Hasta la decisión de Trump, las tropas y medios aéreos de Estados Unidos desempeñaban el papel de una fuerza estabilizadora. En diciembre de 2018, la Casa Blanca había anticipado que retiraría de Siria a sus 2.000 soldados, decisión que motivó la renuncia del entonces Secretario de Defensa, General, James Mattis. Pero ese retiro terminó por ser parcial, ya que los gobiernos de Washington y Ankara no lograron coordinar un adecuado mecanismo de seguridad. Erdogan pretendía definir quien estaría a cargo de las patrullas y cuáles serían las consecuencias de la situación en el terreno, debido a que el EI nunca dejó de ser un peligro real.

La retirada improvisada de las tropas norteamericanas decidida por Trump motivó severas críticas de los congresistas al asentimiento otorgado, pues había motivos para estimar un agravamiento de la situación regional, en un ambiente muy enrarecido y de conflicto debido al inicio del juicio político que en la actualidad se gestiona en la Cámara de Representantes.

La reacción de Trump consistió en acudir nuevamente al uso de sus tuits en los que, después de calificar a la ofensiva turca como una mala idea, amenazó con destruir la economía de ese país con graves sanciones si su gobierno violaba los principios humanitarios de las minorías y la sociedad civil.

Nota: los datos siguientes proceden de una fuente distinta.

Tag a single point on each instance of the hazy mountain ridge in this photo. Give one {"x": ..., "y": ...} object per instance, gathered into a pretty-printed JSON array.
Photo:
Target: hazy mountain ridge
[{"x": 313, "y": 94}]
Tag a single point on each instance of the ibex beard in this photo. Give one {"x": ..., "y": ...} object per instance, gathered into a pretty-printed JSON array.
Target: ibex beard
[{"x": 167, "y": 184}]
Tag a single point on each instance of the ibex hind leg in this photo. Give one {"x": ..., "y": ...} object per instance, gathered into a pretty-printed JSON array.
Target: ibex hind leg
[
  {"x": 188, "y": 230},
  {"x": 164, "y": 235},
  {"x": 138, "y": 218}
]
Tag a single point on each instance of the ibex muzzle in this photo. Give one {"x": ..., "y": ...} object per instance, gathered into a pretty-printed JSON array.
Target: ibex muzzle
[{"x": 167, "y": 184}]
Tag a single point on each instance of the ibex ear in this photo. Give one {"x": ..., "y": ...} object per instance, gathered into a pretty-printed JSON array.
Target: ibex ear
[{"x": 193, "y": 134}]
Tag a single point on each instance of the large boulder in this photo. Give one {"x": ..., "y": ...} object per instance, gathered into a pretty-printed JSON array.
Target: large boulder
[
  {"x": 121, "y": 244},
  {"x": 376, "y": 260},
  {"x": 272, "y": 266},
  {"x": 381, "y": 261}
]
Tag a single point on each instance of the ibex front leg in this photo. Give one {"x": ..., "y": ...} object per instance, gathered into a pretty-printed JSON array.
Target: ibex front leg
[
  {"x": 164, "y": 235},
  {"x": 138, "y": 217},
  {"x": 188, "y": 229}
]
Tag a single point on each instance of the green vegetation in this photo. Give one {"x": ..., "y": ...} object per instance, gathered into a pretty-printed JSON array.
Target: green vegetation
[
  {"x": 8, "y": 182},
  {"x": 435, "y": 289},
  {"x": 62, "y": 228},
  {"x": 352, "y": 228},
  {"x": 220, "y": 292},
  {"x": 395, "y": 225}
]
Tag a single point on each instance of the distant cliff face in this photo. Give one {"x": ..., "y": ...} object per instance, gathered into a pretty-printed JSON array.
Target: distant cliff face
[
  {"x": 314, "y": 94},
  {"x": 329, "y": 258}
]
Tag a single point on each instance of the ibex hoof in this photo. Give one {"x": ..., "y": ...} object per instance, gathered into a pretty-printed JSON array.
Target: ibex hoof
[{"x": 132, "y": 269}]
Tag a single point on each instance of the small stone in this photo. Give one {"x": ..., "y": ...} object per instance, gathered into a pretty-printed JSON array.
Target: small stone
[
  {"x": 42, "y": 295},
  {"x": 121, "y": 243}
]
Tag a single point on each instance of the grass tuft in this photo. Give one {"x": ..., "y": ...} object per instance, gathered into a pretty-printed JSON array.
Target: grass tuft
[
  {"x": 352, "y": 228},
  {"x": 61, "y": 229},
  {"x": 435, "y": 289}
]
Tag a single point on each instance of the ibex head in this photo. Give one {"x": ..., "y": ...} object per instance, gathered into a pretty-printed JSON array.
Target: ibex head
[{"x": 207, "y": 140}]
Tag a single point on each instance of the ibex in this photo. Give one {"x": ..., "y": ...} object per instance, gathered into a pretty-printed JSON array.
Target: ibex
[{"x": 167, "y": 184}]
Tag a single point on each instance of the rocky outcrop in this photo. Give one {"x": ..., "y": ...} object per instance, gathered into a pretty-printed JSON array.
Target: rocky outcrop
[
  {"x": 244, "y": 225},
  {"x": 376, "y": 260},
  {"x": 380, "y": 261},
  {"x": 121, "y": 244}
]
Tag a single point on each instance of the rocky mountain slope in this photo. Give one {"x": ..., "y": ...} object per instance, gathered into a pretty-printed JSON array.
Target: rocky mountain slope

Esa vía no tuvo éxito. El 16 de octubre la Cámara de Representantes adoptó una resolución condenatoria del retiro de las tropas, la que concitó el apoyo de los 250 legisladores demócratas y 129 legisladores republicanos. Sólo 60 votaron en contra de esta decisión, lo que aisló sin vueltas a la Casa Blanca. Además, Trump enfrentó duramente a la líder demócrata Nancy Pelosi y sostuvo que los curdos “no eran ángeles y podían defenderse por sí solos”.

Paralelamente envió con urgencia a Turquía al vicepresidente Mike Pence, quien el 17 de octubre negoció con Erdogan una presencia militar de ese país en el noreste de Siria a cambio de un cese del fuego de cinco días y el levantamiento de las sanciones estadounidenses (que los turcos interpretaron de inmediato sólo como una pausa en las operaciones). Los observadores creen que Ankara obtuvo todo lo que quería.

Uno de los problemas urgentes de la comunidad internacional es determinar quién se ocupará del control de los campos de prisioneros jihadistas (unos 11,000, de los que 2.000 proceden de distintos países y junto con sus familias son 70.000 personas), tarea que en la actualidad cumplen las fuerzas kurdas. Esa responsabilidad experimentó un gran deterioro, por cuanto los custodios deben ahora enfrentar a un nuevo enemigo y muchos optaron por dejar sus puestos. Todos los participantes saben que, si bien el califato territorial de EI fue derrotado, ese proyecto terrorista no está completamente disuelto. Esta precipitada reagrupación de fuerzas supone un riesgo ofensivo y altamente peligroso. Nadie, siquiera Trump, puede olvidar el punto.